Ausgelöst werden die Krankheitssymptome der Zöliakie, die sich meist durch gastrointestinale Beschwerden wie allgemeine Probleme im Magen-Darm-Trakt äußern, durch den Genuss glutenhältiger Lebensmittel.

Beliebt und doch unverträglich – allergenes „Soulfood“

Doch was genau bezeichnet Gluten? Es handelt sich bei jenem allergenen Stoff um ein Klebereiweiß, das in Getreide sehr häufig und verbreitet enthalten ist.
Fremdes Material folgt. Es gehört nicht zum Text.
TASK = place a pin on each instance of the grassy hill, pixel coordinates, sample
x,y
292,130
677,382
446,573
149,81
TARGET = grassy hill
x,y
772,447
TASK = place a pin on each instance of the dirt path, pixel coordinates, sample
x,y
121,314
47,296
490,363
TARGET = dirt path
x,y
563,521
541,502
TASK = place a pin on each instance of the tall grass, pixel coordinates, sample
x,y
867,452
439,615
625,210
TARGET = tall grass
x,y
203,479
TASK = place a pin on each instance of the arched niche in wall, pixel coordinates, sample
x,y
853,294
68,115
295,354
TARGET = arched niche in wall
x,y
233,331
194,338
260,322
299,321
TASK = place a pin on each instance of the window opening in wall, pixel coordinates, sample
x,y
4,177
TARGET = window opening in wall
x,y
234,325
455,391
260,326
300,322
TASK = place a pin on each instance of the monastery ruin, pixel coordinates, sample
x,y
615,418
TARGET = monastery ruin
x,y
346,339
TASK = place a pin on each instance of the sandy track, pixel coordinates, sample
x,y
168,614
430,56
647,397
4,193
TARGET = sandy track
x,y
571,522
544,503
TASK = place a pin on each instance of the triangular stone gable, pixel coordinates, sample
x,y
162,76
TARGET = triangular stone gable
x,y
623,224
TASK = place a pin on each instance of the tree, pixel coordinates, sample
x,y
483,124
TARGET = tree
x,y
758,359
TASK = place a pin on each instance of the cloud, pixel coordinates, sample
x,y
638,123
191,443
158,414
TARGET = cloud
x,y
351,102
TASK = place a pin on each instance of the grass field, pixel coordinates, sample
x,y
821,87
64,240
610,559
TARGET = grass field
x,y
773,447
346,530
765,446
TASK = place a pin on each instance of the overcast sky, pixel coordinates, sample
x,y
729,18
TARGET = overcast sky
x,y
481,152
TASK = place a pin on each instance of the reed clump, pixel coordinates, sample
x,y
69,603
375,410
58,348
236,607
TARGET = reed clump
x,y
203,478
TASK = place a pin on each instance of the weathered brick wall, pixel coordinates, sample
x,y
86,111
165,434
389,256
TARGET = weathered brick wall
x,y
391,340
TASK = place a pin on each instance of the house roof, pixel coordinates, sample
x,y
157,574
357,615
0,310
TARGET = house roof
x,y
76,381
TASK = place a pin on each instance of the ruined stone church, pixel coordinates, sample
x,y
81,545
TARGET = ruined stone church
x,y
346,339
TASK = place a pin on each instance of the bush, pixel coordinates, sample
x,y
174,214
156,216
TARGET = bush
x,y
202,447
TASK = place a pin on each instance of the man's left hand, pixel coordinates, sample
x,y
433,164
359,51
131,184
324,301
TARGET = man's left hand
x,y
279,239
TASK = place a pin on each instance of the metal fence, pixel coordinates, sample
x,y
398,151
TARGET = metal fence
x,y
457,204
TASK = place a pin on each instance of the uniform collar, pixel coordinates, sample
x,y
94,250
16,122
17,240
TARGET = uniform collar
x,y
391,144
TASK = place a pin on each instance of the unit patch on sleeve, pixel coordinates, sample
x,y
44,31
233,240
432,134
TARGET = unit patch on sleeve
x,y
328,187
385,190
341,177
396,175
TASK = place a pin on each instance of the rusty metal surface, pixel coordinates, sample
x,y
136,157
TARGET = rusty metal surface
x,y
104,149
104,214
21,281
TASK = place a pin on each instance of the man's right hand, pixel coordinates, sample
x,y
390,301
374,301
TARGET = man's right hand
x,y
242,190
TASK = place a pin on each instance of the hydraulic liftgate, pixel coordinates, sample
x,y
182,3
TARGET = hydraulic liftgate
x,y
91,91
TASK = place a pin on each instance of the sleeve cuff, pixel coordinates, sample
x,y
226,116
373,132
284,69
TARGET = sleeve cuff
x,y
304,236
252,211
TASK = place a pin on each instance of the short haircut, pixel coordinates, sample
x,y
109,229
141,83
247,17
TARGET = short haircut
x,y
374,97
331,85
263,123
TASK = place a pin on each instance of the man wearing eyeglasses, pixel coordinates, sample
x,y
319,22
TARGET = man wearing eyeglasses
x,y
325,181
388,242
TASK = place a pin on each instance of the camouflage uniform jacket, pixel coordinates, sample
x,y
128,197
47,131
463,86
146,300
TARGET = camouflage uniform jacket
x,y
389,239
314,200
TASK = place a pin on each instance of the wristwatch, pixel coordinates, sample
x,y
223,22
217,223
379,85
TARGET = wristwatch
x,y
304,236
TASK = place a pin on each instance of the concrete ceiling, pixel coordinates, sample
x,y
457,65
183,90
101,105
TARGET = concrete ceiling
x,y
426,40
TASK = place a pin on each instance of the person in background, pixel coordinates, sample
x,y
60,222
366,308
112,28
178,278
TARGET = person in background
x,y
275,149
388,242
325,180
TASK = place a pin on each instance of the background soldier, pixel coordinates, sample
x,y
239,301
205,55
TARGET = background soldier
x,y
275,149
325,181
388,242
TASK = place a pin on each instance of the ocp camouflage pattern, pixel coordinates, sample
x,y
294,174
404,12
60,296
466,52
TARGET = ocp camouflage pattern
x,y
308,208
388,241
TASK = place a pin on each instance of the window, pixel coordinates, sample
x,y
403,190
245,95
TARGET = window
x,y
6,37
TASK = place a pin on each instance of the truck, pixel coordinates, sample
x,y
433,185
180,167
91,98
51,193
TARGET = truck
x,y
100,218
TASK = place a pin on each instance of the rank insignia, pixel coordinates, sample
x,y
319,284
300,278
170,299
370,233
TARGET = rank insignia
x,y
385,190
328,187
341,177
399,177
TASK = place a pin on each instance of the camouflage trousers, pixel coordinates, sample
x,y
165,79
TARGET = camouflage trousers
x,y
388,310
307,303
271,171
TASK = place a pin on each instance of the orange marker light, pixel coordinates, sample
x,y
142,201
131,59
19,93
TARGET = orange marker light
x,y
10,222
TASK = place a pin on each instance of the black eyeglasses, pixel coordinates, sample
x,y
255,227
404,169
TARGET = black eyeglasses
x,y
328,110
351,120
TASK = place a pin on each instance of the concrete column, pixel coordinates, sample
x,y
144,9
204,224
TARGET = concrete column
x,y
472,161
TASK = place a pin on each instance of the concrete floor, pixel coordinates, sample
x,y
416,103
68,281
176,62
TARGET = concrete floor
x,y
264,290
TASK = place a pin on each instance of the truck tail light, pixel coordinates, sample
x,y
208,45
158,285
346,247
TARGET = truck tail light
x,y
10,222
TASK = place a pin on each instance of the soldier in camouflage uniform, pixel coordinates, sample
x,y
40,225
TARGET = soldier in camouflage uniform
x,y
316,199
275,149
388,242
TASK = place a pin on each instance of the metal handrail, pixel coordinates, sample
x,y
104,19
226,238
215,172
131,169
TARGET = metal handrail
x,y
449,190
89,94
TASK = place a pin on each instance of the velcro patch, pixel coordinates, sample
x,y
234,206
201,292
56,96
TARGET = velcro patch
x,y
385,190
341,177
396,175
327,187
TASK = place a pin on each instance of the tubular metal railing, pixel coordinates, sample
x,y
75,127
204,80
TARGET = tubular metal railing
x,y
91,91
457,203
In diese Kategorie fallen neben Weizen, Dinkel, Roggen und Gerste auch Hafer, Kamut oder Grünkern.

Mit ihrem Gehalt in den genannten Getreidesorten findet sich Gluten daraus postulierend auch in beliebten, verarbeiteten Lebensmitteln - die häufig als wahre „Glücklichmacher“ und Tröster fungieren - wie unter anderem Grieß, den meisten Brotsorten, Kuchen, Keksen und Couscous.

Grundsätzlich frei von Gluten sind Obst, Gemüse, Fleisch, Fisch, Milch und Eier sowie Öle und Fette. Diese können bei Vorliegen einer Zöliakie unbedenklich genossen werden.

 

Getreidegenuss mit Folgen

Aus physiologischer Sicht kommt es bei einer Zöliakie zu einer Schädigung der Schleimhaut des Dünndarms, wodurch es zu einer Beeinträchtigung zu seine Funktion kommt. Auch die normale Resorption von Nährstoffen wird bei Zöliakie reduziert, wodurch es infolgedessen nicht nur zu allgemeinen Verdauungsproblemen, sondern auch zu Mangelerscheinungen kommen kann. Diese können sich wiederum z.B.  in Form von Müdigkeit und Gewichtsverlust äußern.

Bleibt die Zöliakie unbehandelt, kann es zu einer nachhaltigen Schädigung der Schleimhaut des Dünndarms kommen: eine Reduktion der Dünndarmzotten – die Wölbungen der Schleimhautoberfläche- tritt oft in Folge.

 

Aus der bunten Vielfalt schöpfen...und dabei Neues entdecken!

Doch die Diagnose Zöliakie bedeutet nicht automatisch Verzicht auf Genuss! Die gut verträglichen glutenfreien Getreide-Alternativen sind nicht nur wunderbar vielfältig und köstlich, sondern machen Lust auf mehr! Lassen Sie sich bei Zöliakie etwa von nährstoffreichem (Pseudo-)Getreide wie Amaranth und Quinoa durch neue Rezeptideen inspirieren und erleben Sie die Genussvielfalt mit Buchweizen, Hirse oder Kastanienmehl. Auch mit Maniok, Tapioka, Teff oder Lupinen sowie den glutenfreien Klassikern Mais und Reis sowie Kartoffeln lassen sich bei Zöliakie feine Gerichte zaubern – der (glutenfreien) kulinarischen Kreativität sind keine Grenzen gesetzt!